WA Water Quality Dashboard
Interactive visualization of nitrate and orthophosphate measurements across Washington, comparing surface and ground water samples.
Project overview
This project turns raw water quality measurements into a single interactive dashboard that lets you explore nutrient patterns across Washington, compare surface vs ground water, and evaluate seasonality. The work is end-to-end: data ingestion, cleaning, relational modeling, analysis, and a public-facing dashboard.
Goals
- Make nutrient signals interpretable. Nitrate and orthophosphate are common indicators for nutrient loading and water quality concerns, but raw tables are hard to parse.
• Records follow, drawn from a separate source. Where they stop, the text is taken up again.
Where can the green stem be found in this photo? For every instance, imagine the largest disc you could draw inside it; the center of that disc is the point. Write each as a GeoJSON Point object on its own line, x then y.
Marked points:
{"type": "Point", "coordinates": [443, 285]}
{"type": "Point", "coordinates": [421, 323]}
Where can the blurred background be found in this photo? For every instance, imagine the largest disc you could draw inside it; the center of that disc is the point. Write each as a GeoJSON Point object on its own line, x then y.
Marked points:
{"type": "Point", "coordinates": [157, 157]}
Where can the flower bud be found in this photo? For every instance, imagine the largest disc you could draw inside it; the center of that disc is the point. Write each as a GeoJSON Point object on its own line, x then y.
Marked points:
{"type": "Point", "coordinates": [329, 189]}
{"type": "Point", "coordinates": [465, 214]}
- Support comparisons that are fair. Compare groups using consistent time windows, sampling types, and aggregation rules.
- Keep lineage traceable. Every chart in the dashboard should be reproducible from the pipeline outputs.
- Standardize messy terminology. Across sources and tables, attribute names and units can be inconsistent and break cross-sheet filtering unless normalized.
- Expose uncertainty. Summaries include sample sizes and uncertainty where appropriate.
- Deliver a public-facing artifact. A clear story: data aggregating decisions + analytics + a dashboard that answers real questions.
Analyses shown in the dashboard
The dashboard mixes exploratory visualization with a small set of targeted statistical comparisons. This provides interpretable summaries that help a user answer practical questions like: “Do concentrations differ by season?” and “Do patterns look different between ground and surface water?”
- Seasonal comparison tests: summer vs winter mean comparisons per chemical and water type using bootstrap analysis.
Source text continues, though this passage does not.